Given declining smartphone prices and economies-of-scale driving down infrastructure costs, it’s hardly surprising that all major Indian operators recognize the importance of QoS/QoE as the major 4G differentiator.
Vodafone India, Bharti Airtel, Idea Cellular, and Reliance Jio each has a different approach to long-term competitive sustainability, ranging from leveraging existing infrastructure to complete greenfield standalone network deployments. Ultimately, though, subscribers don’t care about what technology was used, as long as they get reliable, high-quality service.
LTE poses new quality challenges
Why is assuring consistent, high-quality service for LTE subscribers so challenging? LTE radio parameters are much more sensitive than any prior generation of radios. As operators with experience deploying and managing LTE and VoLTE services can attest, the performance of transport and core elements in these networks must be precisely aligned with LTE radio parameters to successfully monetize LTE investments.
In the latest generation of virtualized networks, microscopic effects—like tiny amounts of packets lost or delayed—can now have significant, large scale consequences. Small issues that could be ignored without much impact, can now interact and cascade across a network. The result is large scale, sudden failures that are unpredictable, and difficult to diagnose and troubleshoot—the price for a system that can offer exceptional performance, when a delicate balance is maintained.
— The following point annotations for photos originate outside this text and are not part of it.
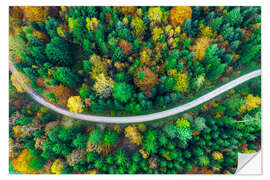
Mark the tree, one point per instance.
(125, 46)
(80, 141)
(200, 47)
(121, 158)
(30, 73)
(96, 136)
(199, 122)
(154, 14)
(103, 85)
(122, 92)
(145, 79)
(37, 163)
(216, 24)
(75, 104)
(133, 135)
(150, 141)
(233, 17)
(67, 77)
(181, 82)
(111, 137)
(22, 162)
(118, 55)
(179, 14)
(58, 52)
(57, 166)
(215, 73)
(35, 13)
(138, 27)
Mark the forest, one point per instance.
(131, 60)
(125, 61)
(205, 140)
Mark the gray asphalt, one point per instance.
(139, 118)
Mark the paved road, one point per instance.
(139, 118)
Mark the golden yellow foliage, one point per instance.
(181, 82)
(62, 30)
(252, 102)
(92, 24)
(145, 79)
(98, 67)
(145, 56)
(144, 153)
(217, 155)
(141, 127)
(179, 14)
(57, 166)
(22, 78)
(128, 10)
(103, 85)
(200, 47)
(154, 14)
(157, 33)
(16, 47)
(39, 142)
(35, 13)
(21, 163)
(125, 46)
(75, 104)
(93, 171)
(133, 135)
(62, 93)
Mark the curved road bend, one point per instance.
(139, 118)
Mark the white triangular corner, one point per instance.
(249, 164)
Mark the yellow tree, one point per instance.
(154, 15)
(252, 102)
(217, 155)
(138, 27)
(57, 166)
(157, 34)
(181, 82)
(103, 85)
(179, 14)
(128, 10)
(21, 163)
(98, 67)
(35, 13)
(125, 46)
(75, 104)
(145, 56)
(133, 135)
(145, 79)
(22, 78)
(200, 47)
(92, 24)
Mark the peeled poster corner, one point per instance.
(249, 164)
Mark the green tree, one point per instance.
(122, 92)
(111, 137)
(96, 136)
(80, 141)
(67, 77)
(58, 52)
(121, 158)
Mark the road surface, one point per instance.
(138, 118)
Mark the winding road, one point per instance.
(138, 118)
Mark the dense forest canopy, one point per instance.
(131, 59)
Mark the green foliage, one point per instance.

Accedian has helped leading operators around the globe overcome issues with LTE programs that failed or delivered disappointing results because subscribers were unable to differentiate LTE performance from 3G and other services. Subscribers will not pay a premium for a disappointing LTE experience; operators must substantially improve QoE with this new generation of mobile service or they won’t achieve sustainable ROI.
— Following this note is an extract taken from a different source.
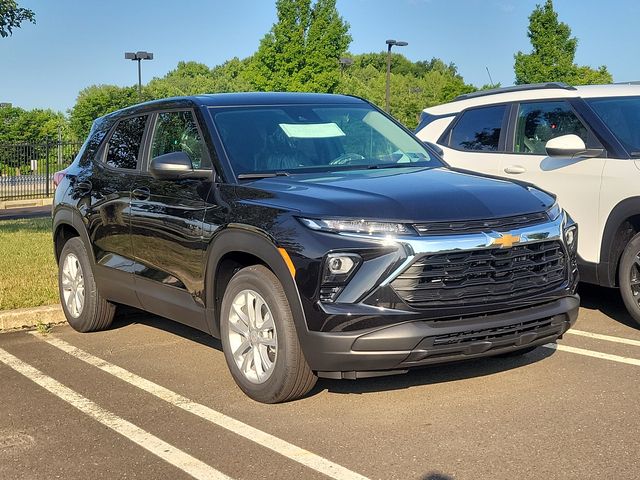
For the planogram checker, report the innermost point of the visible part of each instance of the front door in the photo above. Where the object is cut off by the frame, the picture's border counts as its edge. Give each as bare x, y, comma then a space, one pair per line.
167, 224
106, 205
Working with 19 of the world’s largest mobile operators has taught us how networks need to be instrumented, controlled, and analyzed to get the most of out of them.
With a rapid expansion into India, Accedian is now enabling a new level of visibility that operators are using at scale—hundreds of thousands of cell towers, and all segments in between, delivering billions of checkpoints and measurements a day—to drive up reliability and QoE. It’s taking hold, having an effect, and doing so very quickly.
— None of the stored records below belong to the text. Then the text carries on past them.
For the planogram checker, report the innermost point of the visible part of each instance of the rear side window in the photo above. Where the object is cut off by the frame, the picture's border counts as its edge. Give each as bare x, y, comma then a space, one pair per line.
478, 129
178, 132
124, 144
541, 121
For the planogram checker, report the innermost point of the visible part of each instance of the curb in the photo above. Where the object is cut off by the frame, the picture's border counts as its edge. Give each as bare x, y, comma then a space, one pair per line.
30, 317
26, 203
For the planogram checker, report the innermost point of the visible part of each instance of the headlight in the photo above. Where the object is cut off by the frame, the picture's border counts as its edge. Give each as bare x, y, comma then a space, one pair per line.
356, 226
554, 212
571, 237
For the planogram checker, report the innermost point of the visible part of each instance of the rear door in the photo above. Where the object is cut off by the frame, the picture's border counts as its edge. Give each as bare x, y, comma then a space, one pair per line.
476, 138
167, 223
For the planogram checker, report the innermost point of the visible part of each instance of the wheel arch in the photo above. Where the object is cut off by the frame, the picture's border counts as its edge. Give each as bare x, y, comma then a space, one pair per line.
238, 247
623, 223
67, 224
Virtualized instrumentation to the rescue
The major challenge in the Indian LTE market is how operators will address QoE as it relates to LTE services. That requires a very advanced, software-based solution that supports end-to-end visibility into network QoS and user QoE. Without this, Indian operators (or, for that matter, operators anywhere) can’t hope to lure subscribers away from providers offering only ‘lowest price, good enough performance’ services.
That means deploying a uniform, network-wide, instrumentation layer that’s centrally managed and tracks performance in real-time to enable dynamic resolution of issues—the type of solution Accedian has provided to many mobile operators around the globe to achieve their own QoS/QoE goals. Virtualized/software-based solutions in particular have the potential to make deploying this instrumentation layer a quick and relatively affordable endeavor, compared with traditional hardware approaches.
Virtualized Instrumentation integration with big data analytics
With a granular, real-time view of the network’s health, and a complete picture of how well services and applications are performing, it’s possible for big data analytics platforms to reach meaningful conclusions and for control systems to make intelligent decisions about network resource allocations.
Conclusion
Each Indian operator’s marketing and technology approach to QoS will be different, but ultimately QoE for subscribers themselves will determine the 4G/LTE winners and losers in this market. It will be interesting to observe the quality wars as they unfold, and as QoE drives results and success. It may be a large-scale war, but we expect it will play out quickly, as winners emerge with new strategies that put the customer first.